Covid-19 Pandemic JournalPosted on April 27, 2020
Keeping a journal, writing notes, and recording your thoughts can be helpful in times like these. Reflecting on your experience throughout the COVID-19 crisis is important and your perspective could some day be a useful record for people studying the history of this pandemic.
Help us record the local experience and feel free to share with us on social media or email: firstname.lastname@example.org
Here is how Museum of Durham History volunteer Kathy Claspell is recording her experience:
Neighborhood Walk March 27, 2020
A four-mile walk. These photos [see album below] are from a neighborhood that has some beautiful yards.
I felt very comfortable and mostly safe on this walk. Safety challenges included pedestrian crosswalks and proper distancing. There were numerous people out walking and jogging. I followed defensive distancing by moving aside or crossing a street when possible. I gave a thumbs-up to anyone who did the same for me. Auto traffic was thankfully light.
I walk with a light backpack that includes drinking water, tissues, hand sanitizer wipes, and my phone.
My weekly exercise routine takes me on 2-3 walks and 3 sessions in the home mini-gym.
Neighborhood Walk March 28, 2020
My hopes for seeing the waterfalls were dashed when I arrived at a dry and deserted American Tobacco Campus.
Very little social distancing to worry about with mostly empty streets and sidewalks. I did not enjoy this level of solitude, however, and stepped quickly. The murals and bright colors were cheerful.
I continue to do my weekly walks. I stick to the main streets when I occasionally head downtown. I prefer the tested, friendly-feeling neighborhoods.
As the lockdown continues and the weather improves, there are more people outside.
Neighborhood Walk April 15, 2020
Duke East Campus. Neighborhoods in areas of Trinity Park and Ninth Street. Four miles.
A cold afternoon kept the crowds away on the east campus trail. I walked on its periphery sidewalk anyway, facing traffic in case I had to distance myself onto the roadway.
The surrounding neighborhoods were quiet, with a few pedestrians and joggers. There were empty playgrounds and spacious-seeming sidewalks, one which I shared with a ladybug.
Trinity Park, Old North Durham, Warehouse District, Duke East Campus Walk on April 17, 2020
A warm, sunny afternoon and a Friday: promising signs for a comfortable walk to downtown. I know there will be more people about but I’ve refined my distancing moves. I periodically pivot around backwards, which helps me to see what’s coming from behind – especially the joggers. I also speak nicely to a clutch of people, “Hi folks, I’d like to use the crosswalk, a little space please!”
On the way to the city’s north side I spy a car’s window stencil showing Queen Elizabeth II. I think about her coronavirus speech earlier this month, “We will succeed.” I think our country will succeed, but emerge from the Covid 19 threat unevenly. I’m 65 years old and I’ll be in the lockdown cocoon for quite a while.

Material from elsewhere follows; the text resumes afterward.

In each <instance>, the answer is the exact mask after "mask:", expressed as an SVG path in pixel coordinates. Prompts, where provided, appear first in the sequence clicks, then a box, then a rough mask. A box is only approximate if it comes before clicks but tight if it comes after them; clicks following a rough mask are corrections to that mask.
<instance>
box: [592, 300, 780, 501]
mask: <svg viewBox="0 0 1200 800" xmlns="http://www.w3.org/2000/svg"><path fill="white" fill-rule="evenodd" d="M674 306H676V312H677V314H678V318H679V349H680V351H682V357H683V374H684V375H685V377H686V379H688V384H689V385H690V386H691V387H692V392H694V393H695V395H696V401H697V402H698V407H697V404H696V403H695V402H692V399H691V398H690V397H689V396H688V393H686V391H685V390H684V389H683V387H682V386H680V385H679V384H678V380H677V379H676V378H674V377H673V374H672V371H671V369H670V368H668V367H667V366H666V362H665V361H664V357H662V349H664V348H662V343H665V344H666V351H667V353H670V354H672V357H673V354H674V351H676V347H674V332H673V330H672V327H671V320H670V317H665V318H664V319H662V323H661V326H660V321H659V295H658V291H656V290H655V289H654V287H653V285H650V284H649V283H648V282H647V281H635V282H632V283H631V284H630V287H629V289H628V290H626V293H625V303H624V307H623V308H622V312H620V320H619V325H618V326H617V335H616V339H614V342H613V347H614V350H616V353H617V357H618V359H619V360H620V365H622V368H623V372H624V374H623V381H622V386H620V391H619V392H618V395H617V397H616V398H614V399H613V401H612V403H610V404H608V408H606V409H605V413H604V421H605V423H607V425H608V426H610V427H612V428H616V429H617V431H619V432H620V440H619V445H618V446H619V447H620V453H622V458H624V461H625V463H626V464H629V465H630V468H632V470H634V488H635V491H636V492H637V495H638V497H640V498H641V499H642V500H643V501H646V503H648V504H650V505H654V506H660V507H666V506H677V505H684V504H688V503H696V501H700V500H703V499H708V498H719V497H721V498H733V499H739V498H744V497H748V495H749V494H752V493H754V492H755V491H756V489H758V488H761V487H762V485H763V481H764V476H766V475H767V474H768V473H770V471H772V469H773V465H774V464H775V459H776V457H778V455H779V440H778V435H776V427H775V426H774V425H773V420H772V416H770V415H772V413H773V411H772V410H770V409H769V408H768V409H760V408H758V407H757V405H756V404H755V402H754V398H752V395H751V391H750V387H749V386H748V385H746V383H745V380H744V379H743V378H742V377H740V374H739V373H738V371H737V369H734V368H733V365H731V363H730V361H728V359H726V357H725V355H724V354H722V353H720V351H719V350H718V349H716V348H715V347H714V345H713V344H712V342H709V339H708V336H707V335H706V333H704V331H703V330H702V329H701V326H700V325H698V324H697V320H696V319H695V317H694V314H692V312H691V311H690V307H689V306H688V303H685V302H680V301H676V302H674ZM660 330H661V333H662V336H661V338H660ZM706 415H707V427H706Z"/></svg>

It’s been almost a month since the mayor issued a ‘Stay at Home’ order. A few of the Covid 19 regulation signs on the doors and windows of restaurants are showing some weather wear.
King’s Sandwich Shop looks very popular for lunch takeout. Back on Main Street, some restaurant and business signs advertise personal essentials.
There have been maintenance workers and contractors all over town, on every walk I have taken. One contractor, who works for a window restoration company, lets me take his photo.
I have never walked so much, and so regularly. I feel great.